Currently, I work with a variety of individuals- veterans, first responders, children. I have a soft spot in my heart for “challenging” children and teens, and my passion remains in working with individuals to reclaim their agency and personal power. My hope is that for anyone who is interested in working with me, that they know and feel my compassion and empathy. I’m a feeler, and always have been. I want to be someone’s safe space and strength, just as I’ve been fortunate enough to experience. I’m here to listen, I’m here to support and to cheer you on!

How’d you meet your business partner?
I met Adam Paine, the owner of Enteave Counseling in 2020. I was working at a private behavioral health hospital, directing three 24/7 departments. I was working 16, 18 hour days, sometimes sleeping at the hospital and forgoing meals. I needed a change, and I wanted to make a deeper impact than what I felt I was doing at the hospital.
When I met Adam, it was like a breath of fresh air. Not only was I going to partner with him in business, but he is a social worker, through and through. His warm energy is infectious, and working with him makes me want to be a better therapist.

How do you keep your team’s morale high?
Over the years, I’ve found myself in a leadership vacuum. I started as a case manager at a local mental health authority, fresh out of my undergrad. Quickly, I moved into a more acute program, promoted to team lead, and then the program director.
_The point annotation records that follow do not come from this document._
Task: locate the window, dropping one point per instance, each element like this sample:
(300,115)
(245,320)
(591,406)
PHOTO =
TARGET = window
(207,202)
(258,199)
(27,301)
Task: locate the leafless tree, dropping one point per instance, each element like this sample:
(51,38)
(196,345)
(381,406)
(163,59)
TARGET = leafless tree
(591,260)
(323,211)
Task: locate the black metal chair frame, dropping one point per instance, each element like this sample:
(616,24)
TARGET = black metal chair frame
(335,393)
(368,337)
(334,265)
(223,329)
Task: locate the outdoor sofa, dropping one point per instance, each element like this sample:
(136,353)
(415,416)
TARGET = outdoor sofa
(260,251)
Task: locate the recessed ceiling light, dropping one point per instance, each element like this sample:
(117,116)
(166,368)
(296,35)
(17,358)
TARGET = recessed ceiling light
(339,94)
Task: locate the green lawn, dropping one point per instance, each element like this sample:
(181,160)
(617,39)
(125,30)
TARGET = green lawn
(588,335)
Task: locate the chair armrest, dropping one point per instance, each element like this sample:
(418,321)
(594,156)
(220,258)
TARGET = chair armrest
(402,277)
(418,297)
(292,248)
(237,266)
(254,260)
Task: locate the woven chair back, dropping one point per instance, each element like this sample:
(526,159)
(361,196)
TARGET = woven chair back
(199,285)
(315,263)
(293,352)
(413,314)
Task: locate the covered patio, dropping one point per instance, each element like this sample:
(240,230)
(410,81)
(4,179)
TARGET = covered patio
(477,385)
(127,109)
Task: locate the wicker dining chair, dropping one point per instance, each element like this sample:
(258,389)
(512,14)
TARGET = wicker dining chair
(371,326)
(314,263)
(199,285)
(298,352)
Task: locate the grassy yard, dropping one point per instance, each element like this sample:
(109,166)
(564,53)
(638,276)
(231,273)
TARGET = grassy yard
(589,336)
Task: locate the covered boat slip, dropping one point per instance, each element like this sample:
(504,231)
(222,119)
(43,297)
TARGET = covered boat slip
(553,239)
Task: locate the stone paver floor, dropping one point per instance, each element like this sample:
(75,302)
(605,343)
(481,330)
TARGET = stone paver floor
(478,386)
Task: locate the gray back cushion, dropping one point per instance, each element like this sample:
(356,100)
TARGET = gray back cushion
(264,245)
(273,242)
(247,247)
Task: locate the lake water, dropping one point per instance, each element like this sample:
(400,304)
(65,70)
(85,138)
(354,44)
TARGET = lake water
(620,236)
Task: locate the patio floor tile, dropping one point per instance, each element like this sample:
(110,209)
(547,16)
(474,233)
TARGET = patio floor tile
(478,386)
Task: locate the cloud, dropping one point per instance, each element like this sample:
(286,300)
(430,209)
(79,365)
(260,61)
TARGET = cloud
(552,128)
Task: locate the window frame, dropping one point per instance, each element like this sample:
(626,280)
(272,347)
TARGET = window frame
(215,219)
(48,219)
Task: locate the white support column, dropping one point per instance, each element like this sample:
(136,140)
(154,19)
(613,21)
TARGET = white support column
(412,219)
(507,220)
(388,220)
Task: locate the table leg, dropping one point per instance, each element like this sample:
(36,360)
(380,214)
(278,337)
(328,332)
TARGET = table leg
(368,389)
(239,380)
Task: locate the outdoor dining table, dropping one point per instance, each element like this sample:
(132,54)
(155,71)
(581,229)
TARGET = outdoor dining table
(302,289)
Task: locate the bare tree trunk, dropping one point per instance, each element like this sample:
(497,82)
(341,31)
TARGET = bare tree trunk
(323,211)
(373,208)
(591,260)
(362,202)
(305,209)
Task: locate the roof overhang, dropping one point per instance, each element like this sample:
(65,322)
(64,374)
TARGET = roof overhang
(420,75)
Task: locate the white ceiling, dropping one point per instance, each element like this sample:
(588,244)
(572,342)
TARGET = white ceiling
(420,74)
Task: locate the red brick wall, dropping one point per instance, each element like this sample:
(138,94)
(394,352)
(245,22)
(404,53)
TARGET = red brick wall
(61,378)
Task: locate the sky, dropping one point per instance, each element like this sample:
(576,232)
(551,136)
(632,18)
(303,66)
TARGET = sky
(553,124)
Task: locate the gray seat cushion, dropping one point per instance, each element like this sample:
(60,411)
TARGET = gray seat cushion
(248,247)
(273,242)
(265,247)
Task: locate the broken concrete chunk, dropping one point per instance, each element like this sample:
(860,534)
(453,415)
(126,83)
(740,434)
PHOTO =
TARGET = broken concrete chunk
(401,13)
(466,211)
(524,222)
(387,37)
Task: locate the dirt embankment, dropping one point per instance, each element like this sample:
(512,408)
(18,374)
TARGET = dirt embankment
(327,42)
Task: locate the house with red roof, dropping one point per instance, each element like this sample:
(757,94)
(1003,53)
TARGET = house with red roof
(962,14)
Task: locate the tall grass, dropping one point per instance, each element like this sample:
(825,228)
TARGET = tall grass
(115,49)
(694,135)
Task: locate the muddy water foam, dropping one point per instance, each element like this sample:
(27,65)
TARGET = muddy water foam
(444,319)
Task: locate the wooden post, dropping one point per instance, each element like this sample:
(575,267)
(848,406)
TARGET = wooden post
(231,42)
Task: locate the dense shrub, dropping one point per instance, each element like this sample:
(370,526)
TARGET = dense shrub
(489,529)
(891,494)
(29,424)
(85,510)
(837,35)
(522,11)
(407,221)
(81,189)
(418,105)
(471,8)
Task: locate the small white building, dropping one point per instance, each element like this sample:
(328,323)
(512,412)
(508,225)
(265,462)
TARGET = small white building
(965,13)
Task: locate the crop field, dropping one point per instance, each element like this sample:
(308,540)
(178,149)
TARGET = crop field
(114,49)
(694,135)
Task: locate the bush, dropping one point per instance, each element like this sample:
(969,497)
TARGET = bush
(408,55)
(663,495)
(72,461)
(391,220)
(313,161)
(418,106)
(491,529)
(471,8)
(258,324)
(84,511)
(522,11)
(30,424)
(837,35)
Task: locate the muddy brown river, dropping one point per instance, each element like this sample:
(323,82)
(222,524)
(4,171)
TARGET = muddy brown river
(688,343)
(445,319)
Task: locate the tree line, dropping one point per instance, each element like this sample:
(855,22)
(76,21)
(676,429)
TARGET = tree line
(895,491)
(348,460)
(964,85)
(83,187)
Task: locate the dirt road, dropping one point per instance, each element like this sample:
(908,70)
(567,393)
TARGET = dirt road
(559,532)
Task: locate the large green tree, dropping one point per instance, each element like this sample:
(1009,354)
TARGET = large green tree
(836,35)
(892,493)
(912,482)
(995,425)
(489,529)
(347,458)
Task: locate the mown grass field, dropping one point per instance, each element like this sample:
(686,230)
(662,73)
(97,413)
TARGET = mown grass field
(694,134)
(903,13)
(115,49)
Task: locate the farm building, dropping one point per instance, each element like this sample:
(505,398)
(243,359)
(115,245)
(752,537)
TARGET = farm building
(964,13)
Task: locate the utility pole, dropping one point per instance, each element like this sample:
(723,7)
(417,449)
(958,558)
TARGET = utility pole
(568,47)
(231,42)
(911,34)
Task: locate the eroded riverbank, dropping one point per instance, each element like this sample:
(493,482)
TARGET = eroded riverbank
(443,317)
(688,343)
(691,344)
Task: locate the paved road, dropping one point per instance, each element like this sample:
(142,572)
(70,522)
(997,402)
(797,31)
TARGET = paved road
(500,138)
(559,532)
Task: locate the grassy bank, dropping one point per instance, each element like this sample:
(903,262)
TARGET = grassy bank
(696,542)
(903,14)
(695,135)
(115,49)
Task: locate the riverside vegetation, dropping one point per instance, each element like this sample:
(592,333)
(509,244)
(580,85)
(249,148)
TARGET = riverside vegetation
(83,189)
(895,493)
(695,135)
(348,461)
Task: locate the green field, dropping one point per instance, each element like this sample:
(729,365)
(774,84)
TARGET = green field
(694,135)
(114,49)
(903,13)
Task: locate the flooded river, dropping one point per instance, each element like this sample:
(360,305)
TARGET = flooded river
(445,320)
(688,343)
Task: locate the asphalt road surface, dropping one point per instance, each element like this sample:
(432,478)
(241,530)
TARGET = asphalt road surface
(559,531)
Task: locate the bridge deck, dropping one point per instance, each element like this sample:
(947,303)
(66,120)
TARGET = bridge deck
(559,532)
I don’t know that I’ve quite figured out how to best effectively manage a team, but I do know what I trust and respect in a leader… Competence. You don’t have to have all the answers and know everything, but you do owe it to your team to go find the answers. I want my team to know that I will find the answers for them, no matter how long it takes, or help lead them to their own answers. My mentor in undergraduate would often tell me “struggle for 30 minutes and if you can’t figure it out, come to me.” I rarely took him up on that, but it did teach me that we are all capable, and any self-limiting beliefs that we may have, are self-imposed.